Шурка не мог понять, жалеют или радуются бабы, глядя на старух, до чего довело их сладкое питерское житье. У него у самого было смутно на душе.

Трудно было, конечно, удержаться от смеха, глядя на эти чучела, вырядившиеся словно нарочно, чтобы пугать в огороде воробьев. Вот так Питер, бока повытер! Прежде, в святки, иные бабы рядились такими старыми барынями и потешали народ. Но то были ряженые, для смеха. А тут, гляди, не для веселья и пляски напялены господские обноски.

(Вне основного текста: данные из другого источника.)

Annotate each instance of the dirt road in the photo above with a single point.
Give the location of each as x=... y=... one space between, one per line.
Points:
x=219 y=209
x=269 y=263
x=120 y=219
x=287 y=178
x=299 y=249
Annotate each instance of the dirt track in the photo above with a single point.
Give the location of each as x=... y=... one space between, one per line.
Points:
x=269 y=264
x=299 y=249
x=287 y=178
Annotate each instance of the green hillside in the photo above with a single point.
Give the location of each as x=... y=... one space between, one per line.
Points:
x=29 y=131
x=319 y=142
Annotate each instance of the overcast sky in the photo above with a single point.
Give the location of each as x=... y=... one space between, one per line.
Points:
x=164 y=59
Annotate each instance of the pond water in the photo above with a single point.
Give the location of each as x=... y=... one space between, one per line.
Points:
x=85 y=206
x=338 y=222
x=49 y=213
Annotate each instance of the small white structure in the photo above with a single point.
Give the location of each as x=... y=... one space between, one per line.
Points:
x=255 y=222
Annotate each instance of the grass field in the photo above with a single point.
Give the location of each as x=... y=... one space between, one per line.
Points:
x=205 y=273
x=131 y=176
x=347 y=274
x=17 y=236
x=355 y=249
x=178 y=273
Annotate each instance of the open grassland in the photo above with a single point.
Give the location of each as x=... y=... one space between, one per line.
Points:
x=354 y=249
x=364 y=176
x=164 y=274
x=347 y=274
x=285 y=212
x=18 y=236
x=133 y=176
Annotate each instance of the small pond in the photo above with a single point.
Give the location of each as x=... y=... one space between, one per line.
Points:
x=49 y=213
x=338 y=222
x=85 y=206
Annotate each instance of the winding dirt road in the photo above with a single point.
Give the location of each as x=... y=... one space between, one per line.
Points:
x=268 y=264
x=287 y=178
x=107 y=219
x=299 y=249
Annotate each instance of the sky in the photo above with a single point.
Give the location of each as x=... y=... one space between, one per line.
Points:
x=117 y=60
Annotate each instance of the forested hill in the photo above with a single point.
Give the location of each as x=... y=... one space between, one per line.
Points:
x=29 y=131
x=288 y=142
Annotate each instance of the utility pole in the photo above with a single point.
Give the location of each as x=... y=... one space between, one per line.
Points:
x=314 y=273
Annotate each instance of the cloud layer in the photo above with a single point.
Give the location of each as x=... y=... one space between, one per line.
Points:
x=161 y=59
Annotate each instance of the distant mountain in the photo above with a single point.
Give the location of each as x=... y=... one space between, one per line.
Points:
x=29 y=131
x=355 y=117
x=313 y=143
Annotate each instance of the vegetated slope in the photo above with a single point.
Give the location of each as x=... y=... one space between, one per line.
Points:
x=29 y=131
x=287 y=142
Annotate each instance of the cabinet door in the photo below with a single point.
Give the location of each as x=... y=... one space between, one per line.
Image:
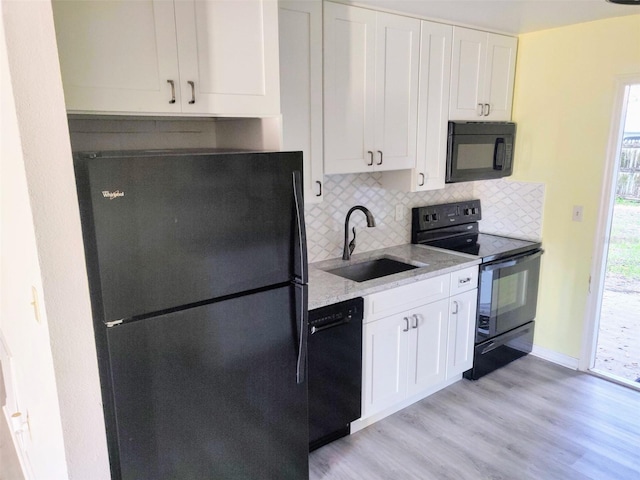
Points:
x=467 y=74
x=500 y=73
x=229 y=50
x=349 y=79
x=117 y=56
x=435 y=71
x=300 y=30
x=427 y=346
x=462 y=327
x=396 y=93
x=384 y=377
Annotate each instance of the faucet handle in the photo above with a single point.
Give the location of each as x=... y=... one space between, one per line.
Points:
x=352 y=243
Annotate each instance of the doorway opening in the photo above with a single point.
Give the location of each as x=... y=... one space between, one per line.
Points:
x=617 y=353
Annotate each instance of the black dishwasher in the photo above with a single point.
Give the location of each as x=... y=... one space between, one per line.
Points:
x=335 y=370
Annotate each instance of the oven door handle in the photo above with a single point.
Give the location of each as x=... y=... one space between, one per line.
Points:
x=526 y=257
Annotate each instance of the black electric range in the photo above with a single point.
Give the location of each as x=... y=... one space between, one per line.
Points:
x=507 y=285
x=454 y=226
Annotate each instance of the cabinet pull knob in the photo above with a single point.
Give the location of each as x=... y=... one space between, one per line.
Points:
x=406 y=328
x=193 y=92
x=173 y=91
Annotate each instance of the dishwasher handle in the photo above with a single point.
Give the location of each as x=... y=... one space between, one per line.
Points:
x=327 y=326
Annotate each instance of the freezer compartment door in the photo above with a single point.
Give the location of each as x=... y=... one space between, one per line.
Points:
x=167 y=230
x=210 y=392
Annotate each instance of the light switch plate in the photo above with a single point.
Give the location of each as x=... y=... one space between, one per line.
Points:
x=577 y=213
x=399 y=213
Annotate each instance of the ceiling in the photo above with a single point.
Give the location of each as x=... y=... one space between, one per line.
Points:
x=508 y=16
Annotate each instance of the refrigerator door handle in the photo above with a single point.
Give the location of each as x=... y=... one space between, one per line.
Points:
x=300 y=261
x=302 y=320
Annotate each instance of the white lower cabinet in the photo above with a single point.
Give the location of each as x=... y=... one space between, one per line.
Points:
x=404 y=354
x=462 y=323
x=411 y=353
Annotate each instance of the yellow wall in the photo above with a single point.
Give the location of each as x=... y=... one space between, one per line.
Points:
x=563 y=105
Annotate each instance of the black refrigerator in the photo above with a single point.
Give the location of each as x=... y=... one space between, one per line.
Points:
x=197 y=271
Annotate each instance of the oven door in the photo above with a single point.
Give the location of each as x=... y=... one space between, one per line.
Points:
x=507 y=294
x=479 y=157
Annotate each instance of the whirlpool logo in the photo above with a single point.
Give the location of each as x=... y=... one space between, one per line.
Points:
x=112 y=195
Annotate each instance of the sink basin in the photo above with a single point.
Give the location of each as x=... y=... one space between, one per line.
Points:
x=380 y=267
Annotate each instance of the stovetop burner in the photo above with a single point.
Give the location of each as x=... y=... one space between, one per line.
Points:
x=454 y=226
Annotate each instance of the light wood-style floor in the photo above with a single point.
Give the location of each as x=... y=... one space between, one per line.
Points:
x=531 y=420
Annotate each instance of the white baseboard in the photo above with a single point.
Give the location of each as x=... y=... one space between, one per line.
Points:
x=371 y=419
x=555 y=357
x=26 y=471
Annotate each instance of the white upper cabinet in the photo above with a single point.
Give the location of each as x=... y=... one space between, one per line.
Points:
x=300 y=29
x=229 y=50
x=217 y=57
x=482 y=75
x=433 y=111
x=371 y=64
x=117 y=56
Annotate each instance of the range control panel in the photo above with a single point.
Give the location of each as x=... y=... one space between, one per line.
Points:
x=444 y=215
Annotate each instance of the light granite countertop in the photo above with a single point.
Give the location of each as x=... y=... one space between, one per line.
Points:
x=326 y=288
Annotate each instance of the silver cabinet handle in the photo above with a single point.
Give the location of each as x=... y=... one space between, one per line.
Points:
x=455 y=303
x=193 y=92
x=173 y=91
x=406 y=329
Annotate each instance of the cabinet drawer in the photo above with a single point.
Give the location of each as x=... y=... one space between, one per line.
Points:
x=464 y=280
x=402 y=298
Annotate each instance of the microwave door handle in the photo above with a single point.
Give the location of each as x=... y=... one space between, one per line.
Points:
x=498 y=154
x=512 y=261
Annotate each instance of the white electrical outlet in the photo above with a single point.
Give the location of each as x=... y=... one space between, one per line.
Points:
x=577 y=213
x=399 y=213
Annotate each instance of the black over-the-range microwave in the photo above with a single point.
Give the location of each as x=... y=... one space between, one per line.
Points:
x=479 y=150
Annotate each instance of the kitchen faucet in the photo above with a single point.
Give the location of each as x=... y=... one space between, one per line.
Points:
x=349 y=247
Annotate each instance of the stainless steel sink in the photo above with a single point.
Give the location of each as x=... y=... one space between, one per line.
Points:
x=380 y=267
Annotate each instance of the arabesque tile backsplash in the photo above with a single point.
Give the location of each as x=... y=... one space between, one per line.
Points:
x=509 y=208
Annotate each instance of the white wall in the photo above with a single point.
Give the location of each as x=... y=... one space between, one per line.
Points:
x=26 y=361
x=37 y=146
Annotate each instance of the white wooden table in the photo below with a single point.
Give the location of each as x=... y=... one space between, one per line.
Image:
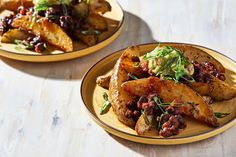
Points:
x=41 y=113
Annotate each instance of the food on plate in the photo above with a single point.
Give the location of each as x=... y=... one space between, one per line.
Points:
x=13 y=5
x=194 y=67
x=55 y=22
x=192 y=104
x=117 y=96
x=153 y=92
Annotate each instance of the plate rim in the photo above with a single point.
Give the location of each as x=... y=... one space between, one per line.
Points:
x=115 y=35
x=198 y=137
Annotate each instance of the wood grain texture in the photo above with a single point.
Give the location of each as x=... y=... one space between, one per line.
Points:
x=41 y=109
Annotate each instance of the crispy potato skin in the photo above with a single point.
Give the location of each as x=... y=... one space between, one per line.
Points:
x=168 y=91
x=104 y=80
x=195 y=54
x=49 y=31
x=217 y=89
x=14 y=34
x=12 y=5
x=117 y=96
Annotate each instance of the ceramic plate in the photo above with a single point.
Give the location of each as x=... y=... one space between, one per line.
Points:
x=115 y=20
x=195 y=131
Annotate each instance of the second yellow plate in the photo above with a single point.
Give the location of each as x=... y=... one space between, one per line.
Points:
x=115 y=20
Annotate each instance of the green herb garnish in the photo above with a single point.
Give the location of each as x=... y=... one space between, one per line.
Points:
x=106 y=105
x=169 y=63
x=221 y=114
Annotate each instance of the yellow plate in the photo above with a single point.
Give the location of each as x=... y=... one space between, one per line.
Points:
x=195 y=131
x=115 y=20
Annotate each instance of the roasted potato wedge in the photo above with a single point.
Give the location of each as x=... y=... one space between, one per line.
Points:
x=217 y=89
x=168 y=91
x=98 y=22
x=117 y=96
x=104 y=80
x=194 y=54
x=13 y=5
x=14 y=34
x=49 y=31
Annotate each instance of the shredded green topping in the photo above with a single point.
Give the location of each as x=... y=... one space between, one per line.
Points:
x=169 y=63
x=106 y=105
x=221 y=114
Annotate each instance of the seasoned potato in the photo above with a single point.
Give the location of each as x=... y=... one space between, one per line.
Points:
x=98 y=22
x=104 y=80
x=49 y=31
x=217 y=89
x=12 y=5
x=168 y=90
x=195 y=54
x=14 y=34
x=117 y=96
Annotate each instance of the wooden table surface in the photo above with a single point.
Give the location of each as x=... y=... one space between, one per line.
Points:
x=41 y=112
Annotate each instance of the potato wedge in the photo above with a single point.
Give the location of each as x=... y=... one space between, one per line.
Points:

Из‑под шляпок, похожих на галочьи гнезда, с дурацкими крашеными перышками и кисеей, выглядывали бледные, морщинистые лица, седые клочья волос и бегающие, испуганные, какие‑то покорно — собачьи глаза. У одной старухи лицо было в рябинах, точно в щипках, носишко облупленный, картошиной, она все поджимала ввалившиеся, мелко дрожавшие губы, точно боясь расплакаться, а губы не слушались, рот кривился в немом вое. У другой, скуластой, с лошадиными зубами, росли порядочные усы и редкая, в завитушках по впалым щекам, борода. Обе старухи были худые, маленькие, а руки длинные, с большими, мужицкими ладонями и опухшими багровыми пальцами, которые вылезали из нитяных диковинных перчаток, как морковины.

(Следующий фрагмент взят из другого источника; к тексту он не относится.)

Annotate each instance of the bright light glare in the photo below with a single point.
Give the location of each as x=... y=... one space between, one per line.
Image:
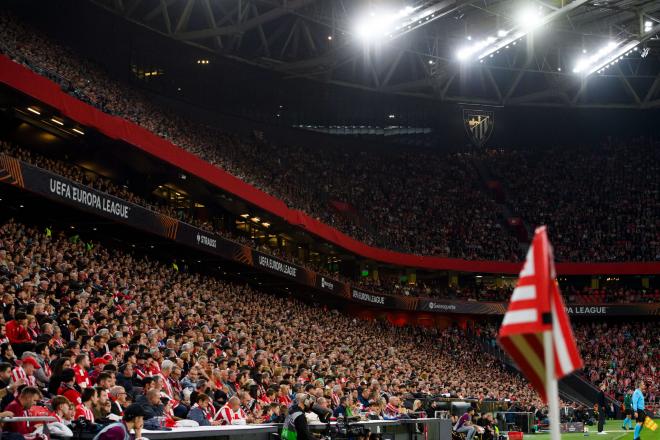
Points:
x=466 y=52
x=379 y=23
x=529 y=18
x=606 y=56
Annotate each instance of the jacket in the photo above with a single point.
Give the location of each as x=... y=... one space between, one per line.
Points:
x=295 y=426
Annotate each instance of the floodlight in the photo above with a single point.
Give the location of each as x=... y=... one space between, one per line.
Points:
x=607 y=56
x=529 y=18
x=378 y=24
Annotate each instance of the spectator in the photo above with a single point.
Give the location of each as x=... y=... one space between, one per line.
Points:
x=28 y=397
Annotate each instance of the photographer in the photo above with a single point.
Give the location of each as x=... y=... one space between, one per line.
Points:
x=295 y=425
x=133 y=419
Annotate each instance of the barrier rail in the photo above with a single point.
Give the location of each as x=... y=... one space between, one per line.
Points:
x=408 y=429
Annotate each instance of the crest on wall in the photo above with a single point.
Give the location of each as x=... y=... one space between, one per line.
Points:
x=479 y=125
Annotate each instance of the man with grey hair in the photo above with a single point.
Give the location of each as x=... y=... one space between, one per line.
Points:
x=118 y=399
x=232 y=413
x=169 y=390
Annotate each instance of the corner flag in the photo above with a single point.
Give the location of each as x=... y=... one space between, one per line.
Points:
x=536 y=307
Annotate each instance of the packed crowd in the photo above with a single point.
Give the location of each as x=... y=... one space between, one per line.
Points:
x=616 y=354
x=91 y=329
x=428 y=203
x=383 y=284
x=600 y=204
x=621 y=355
x=77 y=315
x=391 y=200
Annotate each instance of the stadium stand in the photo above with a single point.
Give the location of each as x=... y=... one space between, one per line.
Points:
x=95 y=324
x=459 y=220
x=573 y=295
x=79 y=297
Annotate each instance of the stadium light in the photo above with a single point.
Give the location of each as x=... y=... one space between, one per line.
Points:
x=378 y=24
x=648 y=25
x=529 y=18
x=606 y=56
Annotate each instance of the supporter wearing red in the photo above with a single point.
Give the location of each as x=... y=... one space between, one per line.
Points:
x=28 y=398
x=464 y=424
x=203 y=412
x=80 y=368
x=132 y=420
x=168 y=388
x=152 y=404
x=42 y=355
x=284 y=397
x=232 y=413
x=25 y=371
x=89 y=399
x=17 y=333
x=68 y=387
x=99 y=363
x=118 y=397
x=7 y=385
x=392 y=410
x=61 y=409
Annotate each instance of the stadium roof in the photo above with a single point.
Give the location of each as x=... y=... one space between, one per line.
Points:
x=416 y=56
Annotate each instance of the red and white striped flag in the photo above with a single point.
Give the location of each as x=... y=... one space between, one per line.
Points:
x=536 y=306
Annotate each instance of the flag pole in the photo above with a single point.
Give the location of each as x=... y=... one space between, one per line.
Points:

Марья Бубенец первая заговорила с Кикиморами:

— С приездом, Варвара и Зинаида Миколаевны, с благополучным возвращением!.. Ай не помните меня, не признаете? А я у вас бывала, как с мужем в Питере жила. Александрова жена, что мелочишкой на Мойке торговал. Неужто забыли? Еще кофеем меня, чу, поили в троицу, на кухне… Ай, скусный был кофеек, с халвой!.. Вот те и накофейничались, насластились… по горлышко!

— Ах, ах! — закудахтали старые девы, проворно вскакивая на каблучки, кланяясь и как‑то странно приседая. — Как же — с! Здравствуйте!.. Помним… Мерси — с!

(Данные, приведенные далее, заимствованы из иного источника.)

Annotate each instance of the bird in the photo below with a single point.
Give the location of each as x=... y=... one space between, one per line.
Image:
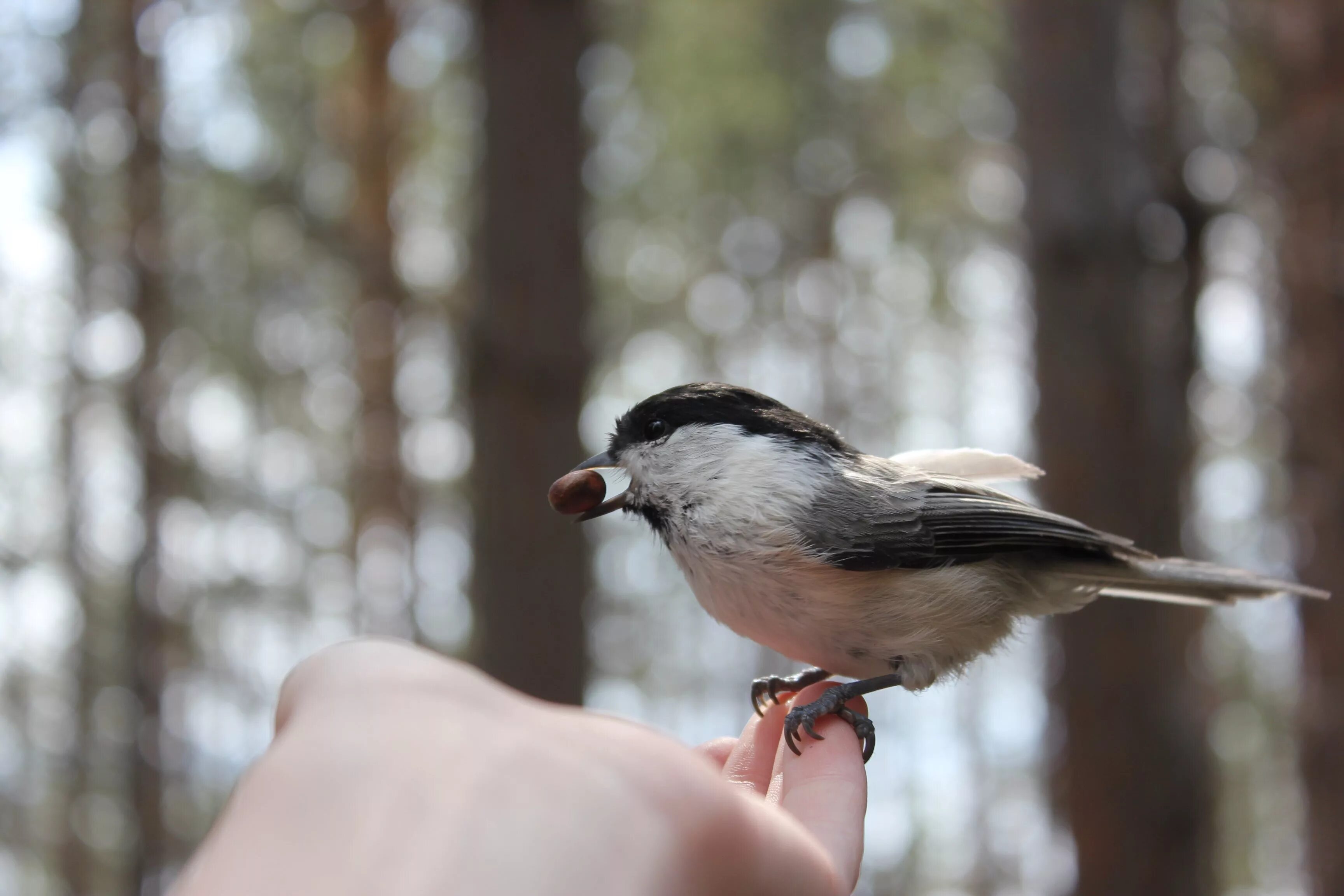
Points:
x=892 y=571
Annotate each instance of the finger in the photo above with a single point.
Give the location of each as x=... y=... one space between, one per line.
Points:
x=718 y=750
x=380 y=669
x=827 y=788
x=752 y=761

Они кивали шляпками, трепыхали перышками, прижимали к тощим животам бархатные ридикюли и приседали на каблучках, точно с ними разговаривала важная барыня. Жалко было смотреть на них. Бабы, дивясь, перестали смеяться, замолчали, нахмурились.

— Сидите, сидите… не на тройке прикатили со станции, устали, поди… года‑то не молоденькие, господи!.. Эк вас вышколили там, в проклятущем Питере. Чисто обезьяны ученые в балагане, — пробормотала Марья, конфузясь, и с досадой прикрикнула, как глухим: — Седайте, вам говорят!

Но Кикиморы не решились сесть, пока сама Бубенец тяжело не опустилась на ступеньки. Она долго, сердито — грустно разглядывала старых дев, их лоснившиеся, будто атласные, обогнушки — безрукавки с рваной тесьмой, зонты в порыжелых чехлах, вытертые, расшитые бисером мешочки — ридикюли, штопаные, тонкие, в стрелках, чулки, висевшие на ногах, как на палках, разглядывала пыльные узконосые башмаки, качала головой. Кому — кому, а уж ей‑то, жившей в Питере, видать, все было понятно.

— Прогнали, что ли, господа‑то? — спросила Марья.

— Прогнали — с, — шепотом, в один голос ответили Кикиморы и потупились.

— Что так? Ай не угодили чем, проштрафились?

— Стары — с… и кушать нечего. Очень плохо стало жить в городе — с.

— Да ведь вы, никак, у князя служили?

— Как же — с! У князя. Куракина — с.

— Неужто и князю жрать нечего? — оживилась Марья.

— Почти что так — с.

— Ну и слава богу! — громко рассмеялась Бубенец, оглядываясь на баб.

— Значит, смерть господам пришла? Пора — а! Не все нам одним околевать! — загалдели обрадованно и злобно бабы. — Мы‑то поживем, а они пускай дохнут… Услышала владычица божья наши слезы… Теперича бы мужиков домой, войну прикончить… Слава тебе, как хорошо было бы!